By Niki Wheeler, Director, Launch,
How’s business? The question of the urbane networker at a drinks party or conference, over dinner once you’ve done the ordering or before you talk specifics in a meeting.
This opener is the corporate equivalent of ‘how are you?’, more professionally geared than ‘what have you been up to?’ and the direct gambit of someone who is genuinely interested in the word on the street.
It is also the polite form of ‘why should I work with you?’, ‘will I be in good company if I’m in your gang?’, ‘what are your trade secrets?’ or ‘should I cross the line and see you as a supplier rather than a friend?’.
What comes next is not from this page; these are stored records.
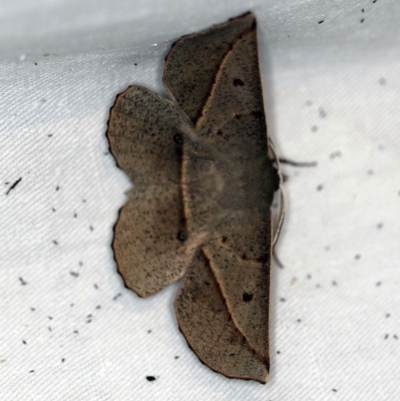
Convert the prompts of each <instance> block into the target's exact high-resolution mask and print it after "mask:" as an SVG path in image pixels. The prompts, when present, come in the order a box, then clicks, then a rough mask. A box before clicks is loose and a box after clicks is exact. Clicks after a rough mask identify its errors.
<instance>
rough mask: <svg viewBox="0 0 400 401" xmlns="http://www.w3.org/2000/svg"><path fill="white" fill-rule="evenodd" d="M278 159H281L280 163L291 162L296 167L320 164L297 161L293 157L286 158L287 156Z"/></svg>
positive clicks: (300, 166) (274, 160)
mask: <svg viewBox="0 0 400 401" xmlns="http://www.w3.org/2000/svg"><path fill="white" fill-rule="evenodd" d="M277 160H279V163H282V164H289V165H290V166H294V167H315V166H316V165H317V164H318V163H317V162H295V161H293V160H291V159H286V158H285V157H279V158H277ZM274 161H275V160H274Z"/></svg>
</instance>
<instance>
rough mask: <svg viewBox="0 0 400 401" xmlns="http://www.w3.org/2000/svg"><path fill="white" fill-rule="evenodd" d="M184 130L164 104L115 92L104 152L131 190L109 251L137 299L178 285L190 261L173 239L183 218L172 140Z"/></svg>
mask: <svg viewBox="0 0 400 401" xmlns="http://www.w3.org/2000/svg"><path fill="white" fill-rule="evenodd" d="M184 129H185V123H184V122H183V121H182V118H181V117H180V115H179V114H178V112H177V110H176V108H175V107H174V106H173V105H172V103H171V102H170V101H168V100H166V99H165V98H163V97H161V96H159V95H157V94H156V93H154V92H152V91H150V90H148V89H146V88H143V87H140V86H132V87H130V88H128V89H127V90H126V91H125V92H123V93H121V94H120V95H119V96H118V97H117V99H116V101H115V104H114V106H113V107H112V109H111V111H110V119H109V123H108V130H107V137H108V140H109V144H110V150H111V153H112V154H113V156H114V157H115V159H116V161H117V165H118V166H119V167H120V168H121V169H122V170H123V171H124V172H125V173H126V174H127V175H128V177H129V179H130V180H131V182H132V183H133V185H134V187H133V189H131V190H130V191H129V193H128V201H127V202H126V204H125V205H124V206H123V207H122V209H121V210H120V213H119V218H118V221H117V223H116V225H115V228H114V231H115V232H114V240H113V249H114V255H115V259H116V262H117V266H118V269H119V272H120V274H121V275H122V277H123V279H124V282H125V284H126V286H127V287H129V288H130V289H132V290H133V291H135V292H136V293H137V294H138V295H139V296H141V297H147V296H149V295H152V294H154V293H156V292H157V291H159V290H160V289H162V288H163V287H165V286H166V285H168V284H170V283H172V282H174V281H176V280H178V279H179V278H180V277H181V276H182V275H183V274H184V273H185V270H186V268H187V265H188V263H189V262H190V259H191V257H192V253H191V251H190V249H189V247H188V245H187V243H188V242H187V241H185V242H182V241H180V240H179V239H178V233H184V232H185V218H184V214H183V204H182V195H181V183H180V178H181V161H182V160H181V155H182V151H181V145H180V144H179V142H180V141H179V136H178V137H175V141H174V136H175V135H182V134H181V132H182V130H184ZM177 138H178V140H177ZM176 142H178V143H176Z"/></svg>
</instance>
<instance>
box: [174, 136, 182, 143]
mask: <svg viewBox="0 0 400 401" xmlns="http://www.w3.org/2000/svg"><path fill="white" fill-rule="evenodd" d="M174 142H175V143H176V144H177V145H182V144H183V136H182V135H181V134H175V135H174Z"/></svg>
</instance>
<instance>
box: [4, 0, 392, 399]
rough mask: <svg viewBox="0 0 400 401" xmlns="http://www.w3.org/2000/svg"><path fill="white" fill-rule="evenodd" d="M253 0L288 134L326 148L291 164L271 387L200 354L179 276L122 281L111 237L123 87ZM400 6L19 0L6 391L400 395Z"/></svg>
mask: <svg viewBox="0 0 400 401" xmlns="http://www.w3.org/2000/svg"><path fill="white" fill-rule="evenodd" d="M249 9H250V10H252V11H254V12H255V14H256V16H257V18H258V26H259V42H260V44H259V47H260V57H261V64H262V74H263V85H264V95H265V105H266V112H267V115H268V126H269V132H270V135H271V137H272V138H273V139H274V141H275V143H276V145H277V148H278V151H279V153H280V154H281V155H282V156H285V157H288V158H291V159H294V160H305V161H313V160H317V161H318V167H316V168H301V169H300V168H293V167H289V166H285V167H284V173H285V174H286V175H287V176H288V177H289V179H288V181H287V182H286V183H285V188H286V197H287V200H288V206H287V220H286V222H285V226H284V232H283V235H282V238H281V240H280V242H279V247H278V253H279V256H280V258H281V259H282V261H283V263H284V265H285V268H284V269H283V270H279V269H278V268H277V267H276V266H274V267H273V281H272V283H273V287H272V300H271V310H272V321H271V378H270V381H269V383H268V384H266V385H265V386H262V385H260V384H258V383H253V382H245V381H239V380H229V379H226V378H224V377H223V376H221V375H218V374H216V373H214V372H212V371H210V370H209V369H208V368H207V367H205V366H203V365H202V364H201V363H200V362H199V361H198V359H197V358H196V356H195V355H194V354H193V353H192V351H190V349H189V348H188V347H187V345H186V342H185V340H184V339H183V337H182V335H181V334H180V332H179V330H178V328H177V324H176V322H175V317H174V315H173V299H174V294H175V292H176V289H177V288H178V287H177V285H172V286H171V287H169V288H167V289H165V290H164V291H162V292H161V293H159V294H157V295H156V296H154V297H152V298H150V299H145V300H143V299H139V298H138V297H137V296H136V295H135V294H133V293H132V292H130V291H129V290H127V289H126V288H125V287H124V286H123V283H122V280H121V278H120V276H119V275H118V274H117V272H116V266H115V262H114V260H113V254H112V250H111V246H110V244H111V239H112V227H113V225H114V224H115V222H116V218H117V213H118V210H119V208H120V207H121V206H122V205H123V203H124V200H125V195H124V192H125V191H127V190H128V189H129V188H130V184H129V182H128V180H127V178H126V177H125V176H124V174H123V173H122V172H121V171H120V170H118V169H117V167H116V166H115V162H114V160H113V158H112V156H111V155H110V154H108V143H107V140H106V138H105V131H106V123H107V120H108V112H109V108H110V106H111V105H112V104H113V102H114V99H115V96H116V95H117V94H118V93H120V92H121V91H122V90H124V89H125V88H126V87H127V86H128V85H130V84H141V85H144V86H146V87H149V88H151V89H153V90H157V91H162V90H163V89H162V85H161V73H162V66H163V58H164V56H165V54H166V53H167V52H168V49H169V47H170V45H171V43H172V42H173V41H174V40H176V39H177V38H178V37H180V36H181V35H183V34H187V33H191V32H195V31H197V30H199V29H203V28H206V27H208V26H210V25H211V24H213V23H218V22H223V21H225V20H226V19H227V18H230V17H234V16H236V15H238V14H241V13H242V12H244V11H247V10H249ZM362 10H364V11H362ZM399 17H400V7H399V5H398V2H397V1H396V0H386V1H384V0H377V1H375V2H374V1H372V0H370V1H352V2H349V1H346V0H338V1H335V2H331V1H321V0H319V1H317V0H309V1H299V0H297V1H296V0H291V1H289V0H287V1H280V2H275V1H272V0H268V1H266V0H258V1H256V0H255V1H249V2H247V4H244V3H243V2H242V1H238V0H234V1H219V2H215V1H210V0H205V1H202V2H194V1H187V0H167V1H165V0H157V1H155V0H152V1H136V2H129V1H123V0H113V1H111V0H99V1H82V0H79V1H78V0H74V1H67V0H58V1H56V0H53V1H52V0H40V1H36V2H32V1H27V0H23V1H18V2H16V1H10V0H5V1H3V2H2V4H1V5H0V44H1V46H0V58H1V60H2V61H1V64H0V93H1V94H2V100H1V102H0V116H1V117H0V134H1V138H2V152H1V154H2V157H1V159H0V171H1V183H0V185H1V186H2V188H3V189H2V194H0V226H1V231H0V232H1V237H0V240H1V244H2V246H1V251H0V260H1V267H0V300H1V305H2V313H1V314H0V395H1V399H2V400H7V401H8V400H51V401H53V400H93V401H94V400H96V401H98V400H121V401H123V400H149V401H150V400H151V401H153V400H165V401H169V400H191V399H193V400H204V401H206V400H207V401H210V400H218V401H221V400H227V401H233V400H238V401H239V400H240V401H242V400H260V401H261V400H262V401H264V400H273V401H278V400H279V401H293V400H318V401H320V400H366V401H368V400H371V401H372V400H374V401H376V400H380V401H381V400H395V399H398V398H399V396H400V390H399V388H400V386H399V385H398V380H399V375H400V363H399V362H400V338H399V337H400V312H399V310H400V308H399V306H400V295H399V294H400V292H399V284H400V280H399V268H400V266H399V260H400V246H399V234H400V226H399V217H400V180H399V178H400V174H399V168H400V158H399V150H400V139H399V138H400V136H399V133H398V132H399V127H400V113H399V103H400V56H399V54H400V53H399V51H398V49H399V44H400V24H399V23H398V21H399ZM361 20H364V21H363V22H361ZM319 21H323V22H322V23H319ZM134 63H136V64H137V66H136V65H135V64H134ZM19 178H21V181H20V182H19V183H18V184H17V185H16V186H15V187H14V188H13V189H11V190H10V188H11V186H12V184H13V183H15V182H16V181H17V180H18V179H19ZM57 188H58V189H57ZM8 191H9V193H8V195H7V192H8ZM24 283H25V284H24ZM119 294H120V295H119ZM115 298H116V299H115ZM299 320H300V321H299ZM150 331H151V332H150ZM177 356H179V358H176V357H177ZM146 376H154V377H155V378H156V380H155V381H152V382H149V381H148V380H147V379H146Z"/></svg>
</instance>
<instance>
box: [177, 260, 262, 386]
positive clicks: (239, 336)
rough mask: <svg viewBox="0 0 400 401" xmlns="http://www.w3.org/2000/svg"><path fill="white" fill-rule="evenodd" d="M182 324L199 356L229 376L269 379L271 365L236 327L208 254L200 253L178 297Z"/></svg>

If you’re prepared for it – it is the perfect opportunity to launch into an elevator pitch or to information gather yourself when you ask the question by return. So, while the nuances of your answer might vary depending on whether you’re talking to a client or prospect, candidate, competitor or journalist – generally everyone says it is ‘good, great, busy or interesting’ whatever the weather.
Perhaps networking would be like a masterclass if people shared the real low down when times are tough. Richard Branson once said ‘the best businesses come from people’s bad experiences’ and we learn loads from turnaround case studies.
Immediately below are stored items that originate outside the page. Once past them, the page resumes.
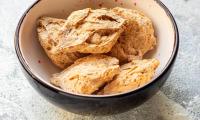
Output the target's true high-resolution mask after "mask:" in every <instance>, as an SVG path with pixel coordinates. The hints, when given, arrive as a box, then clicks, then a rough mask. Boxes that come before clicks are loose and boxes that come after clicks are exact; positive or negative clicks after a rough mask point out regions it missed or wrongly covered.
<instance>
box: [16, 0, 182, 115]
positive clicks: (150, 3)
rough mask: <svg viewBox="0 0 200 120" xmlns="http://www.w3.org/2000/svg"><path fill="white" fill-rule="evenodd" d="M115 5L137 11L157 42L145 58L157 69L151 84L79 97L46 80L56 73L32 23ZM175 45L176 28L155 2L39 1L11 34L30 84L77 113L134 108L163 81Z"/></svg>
mask: <svg viewBox="0 0 200 120" xmlns="http://www.w3.org/2000/svg"><path fill="white" fill-rule="evenodd" d="M116 6H120V7H125V8H130V9H133V8H134V9H135V8H136V9H139V10H141V11H143V12H144V13H145V14H146V15H147V16H149V17H150V18H151V19H152V21H153V24H154V28H155V34H156V36H157V39H158V43H157V44H158V45H157V48H156V49H155V50H154V51H151V52H149V53H148V54H147V55H146V56H145V57H146V58H154V57H155V58H157V59H159V60H160V63H161V64H160V66H159V68H158V70H157V71H156V75H155V77H154V78H153V79H152V81H151V82H150V83H148V84H146V85H144V86H142V87H140V88H138V89H136V90H131V91H127V92H124V93H120V94H114V95H96V96H95V95H82V94H73V93H68V92H65V91H63V90H62V89H59V88H57V87H55V86H53V85H51V84H50V82H49V78H50V77H51V75H52V74H53V73H57V72H59V71H60V70H59V69H58V68H57V67H56V66H55V65H53V64H52V63H51V61H50V60H49V58H48V57H47V55H46V54H45V52H44V51H43V49H42V47H41V46H40V44H39V42H38V36H37V32H36V21H37V19H38V18H39V17H40V16H51V17H57V18H64V19H65V18H67V16H68V15H69V14H70V13H71V12H72V11H75V10H79V9H84V8H87V7H90V8H100V7H107V8H113V7H116ZM178 46H179V37H178V29H177V26H176V23H175V20H174V18H173V16H172V14H171V13H170V11H169V10H168V9H167V7H166V6H165V5H164V4H163V3H161V2H160V1H159V0H124V1H121V0H120V1H116V0H40V1H36V2H35V3H34V4H33V5H32V6H31V7H29V8H28V9H27V11H26V12H25V13H24V15H23V16H22V17H21V19H20V21H19V24H18V27H17V29H16V34H15V49H16V53H17V56H18V59H19V61H20V63H21V66H22V70H23V71H24V74H25V75H26V77H27V79H28V80H29V82H30V83H31V85H32V86H33V87H34V88H35V89H36V90H37V91H38V92H39V93H40V94H41V95H42V96H44V98H46V99H47V100H49V101H50V102H51V103H53V104H55V105H57V106H60V107H61V108H64V109H66V110H68V111H71V112H74V113H78V114H88V113H89V114H114V113H120V112H124V111H127V110H129V109H131V108H134V107H136V106H138V105H140V104H142V103H143V102H145V101H146V100H148V99H149V98H150V97H151V96H153V95H154V94H155V93H156V92H157V91H158V90H159V89H160V87H161V86H162V85H163V84H164V82H165V81H166V80H167V78H168V76H169V74H170V72H171V69H172V67H173V63H174V61H175V58H176V55H177V52H178Z"/></svg>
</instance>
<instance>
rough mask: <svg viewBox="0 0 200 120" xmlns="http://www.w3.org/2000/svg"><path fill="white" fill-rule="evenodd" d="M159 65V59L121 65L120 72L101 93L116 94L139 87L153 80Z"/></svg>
mask: <svg viewBox="0 0 200 120" xmlns="http://www.w3.org/2000/svg"><path fill="white" fill-rule="evenodd" d="M158 65H159V61H158V60H157V59H148V60H133V61H132V62H130V63H127V64H124V65H122V66H121V67H120V74H119V75H118V76H116V77H115V78H114V79H113V81H112V82H110V83H109V84H107V85H106V86H105V87H104V89H103V90H101V91H100V93H99V94H115V93H121V92H126V91H129V90H134V89H137V88H138V87H141V86H143V85H145V84H147V83H148V82H150V81H151V79H152V77H153V76H154V73H155V70H156V68H157V67H158Z"/></svg>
Tony Robbins is right when he says that ‘business success is 80% psychology and 20% mechanics’ though. People want to work with successful people. We’d all rather go to a buzzy restaurant with a cool crowd than somewhere where we’re the only customer.
When I got asked for the lay of the land this week, I said things were good. We’ve got ambitious growth plans and can list great new wins, healthy organic growth and important client retention milestones this year. There is no room for complacency though.
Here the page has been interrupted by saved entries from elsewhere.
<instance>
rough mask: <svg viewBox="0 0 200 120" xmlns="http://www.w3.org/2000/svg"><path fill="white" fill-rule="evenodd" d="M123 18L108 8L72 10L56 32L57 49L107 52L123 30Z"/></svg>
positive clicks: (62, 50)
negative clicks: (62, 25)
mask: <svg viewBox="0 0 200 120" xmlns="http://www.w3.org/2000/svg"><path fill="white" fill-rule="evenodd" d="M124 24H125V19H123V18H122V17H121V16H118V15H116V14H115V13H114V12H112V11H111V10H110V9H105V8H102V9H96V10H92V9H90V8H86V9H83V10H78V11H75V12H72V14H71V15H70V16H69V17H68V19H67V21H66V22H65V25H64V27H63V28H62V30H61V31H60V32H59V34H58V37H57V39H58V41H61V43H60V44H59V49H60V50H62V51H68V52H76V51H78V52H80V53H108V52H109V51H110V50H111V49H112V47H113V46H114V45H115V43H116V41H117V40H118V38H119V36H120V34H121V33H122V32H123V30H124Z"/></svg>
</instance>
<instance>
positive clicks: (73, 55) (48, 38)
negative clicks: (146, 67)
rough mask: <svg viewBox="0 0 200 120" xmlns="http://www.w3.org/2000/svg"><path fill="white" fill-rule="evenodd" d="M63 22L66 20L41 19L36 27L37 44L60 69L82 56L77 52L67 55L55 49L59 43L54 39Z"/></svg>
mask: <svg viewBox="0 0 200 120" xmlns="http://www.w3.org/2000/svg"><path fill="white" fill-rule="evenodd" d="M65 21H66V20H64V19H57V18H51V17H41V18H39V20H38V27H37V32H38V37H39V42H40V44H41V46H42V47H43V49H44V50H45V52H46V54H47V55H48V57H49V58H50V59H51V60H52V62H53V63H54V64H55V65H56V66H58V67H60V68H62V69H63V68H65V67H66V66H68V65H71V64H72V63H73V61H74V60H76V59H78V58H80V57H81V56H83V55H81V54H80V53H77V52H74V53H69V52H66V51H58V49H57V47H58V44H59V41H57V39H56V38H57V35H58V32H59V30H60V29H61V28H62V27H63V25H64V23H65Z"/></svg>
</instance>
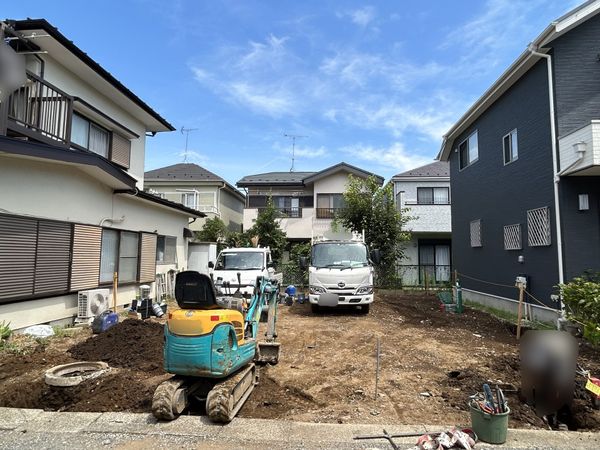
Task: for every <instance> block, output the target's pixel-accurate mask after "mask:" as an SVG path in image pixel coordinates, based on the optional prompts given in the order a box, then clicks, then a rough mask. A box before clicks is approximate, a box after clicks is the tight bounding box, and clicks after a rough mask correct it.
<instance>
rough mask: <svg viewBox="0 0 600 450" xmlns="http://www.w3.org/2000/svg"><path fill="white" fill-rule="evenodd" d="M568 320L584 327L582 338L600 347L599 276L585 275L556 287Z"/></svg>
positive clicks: (599, 295) (599, 308) (599, 296)
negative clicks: (563, 302) (558, 292)
mask: <svg viewBox="0 0 600 450" xmlns="http://www.w3.org/2000/svg"><path fill="white" fill-rule="evenodd" d="M558 287H559V289H560V294H561V296H562V300H563V302H564V304H565V307H566V309H567V315H568V317H569V319H572V320H575V321H576V322H579V323H582V324H583V325H584V330H583V332H584V337H586V338H587V339H588V340H589V341H590V342H592V343H594V344H595V345H600V274H592V273H585V274H583V275H582V276H580V277H576V278H573V279H572V280H571V281H570V282H569V283H566V284H561V285H559V286H558Z"/></svg>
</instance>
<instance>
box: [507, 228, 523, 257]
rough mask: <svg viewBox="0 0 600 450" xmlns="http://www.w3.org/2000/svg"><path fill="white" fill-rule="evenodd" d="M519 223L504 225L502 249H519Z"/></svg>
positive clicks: (521, 247)
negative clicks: (503, 233) (502, 245)
mask: <svg viewBox="0 0 600 450" xmlns="http://www.w3.org/2000/svg"><path fill="white" fill-rule="evenodd" d="M521 248H523V247H522V245H521V224H520V223H516V224H514V225H506V226H505V227H504V250H521Z"/></svg>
These are ‘interesting’ times and while it is great to celebrate success and enjoy the feelgood moments, no-one can afford not to deliver great thinking, honest counsel, stellar results and ultimately added value and ROI for clients.
We’re ten years on from the banking crisis, Brexit uncertainty rumbles on and our client BDO’s High Street Sales Tracker marked last month as the sixth in a row with negative in-store LFL sales and the tenth month where growth has failed to exceed 1% for bricks and mortar retailers.
Testament to this is the recent demise of House of Fraser and ToysRUs. Even John Lewis is feeling the heat in a climate of constant discounting.
For everyone in the comms mix these challenges also provide undoubted opportunities. The pound is going further for overseas clients, high street names need reappraisal if they’re to gain share of pocket and said deals must be promoted to bargain hungry, quality conscious shoppers across channels.
So, how’s business? No-one has a crystal ball. Change is inevitable – but no-one can sell their services in the twilight zone between business and pleasure like a comms person asked the right question.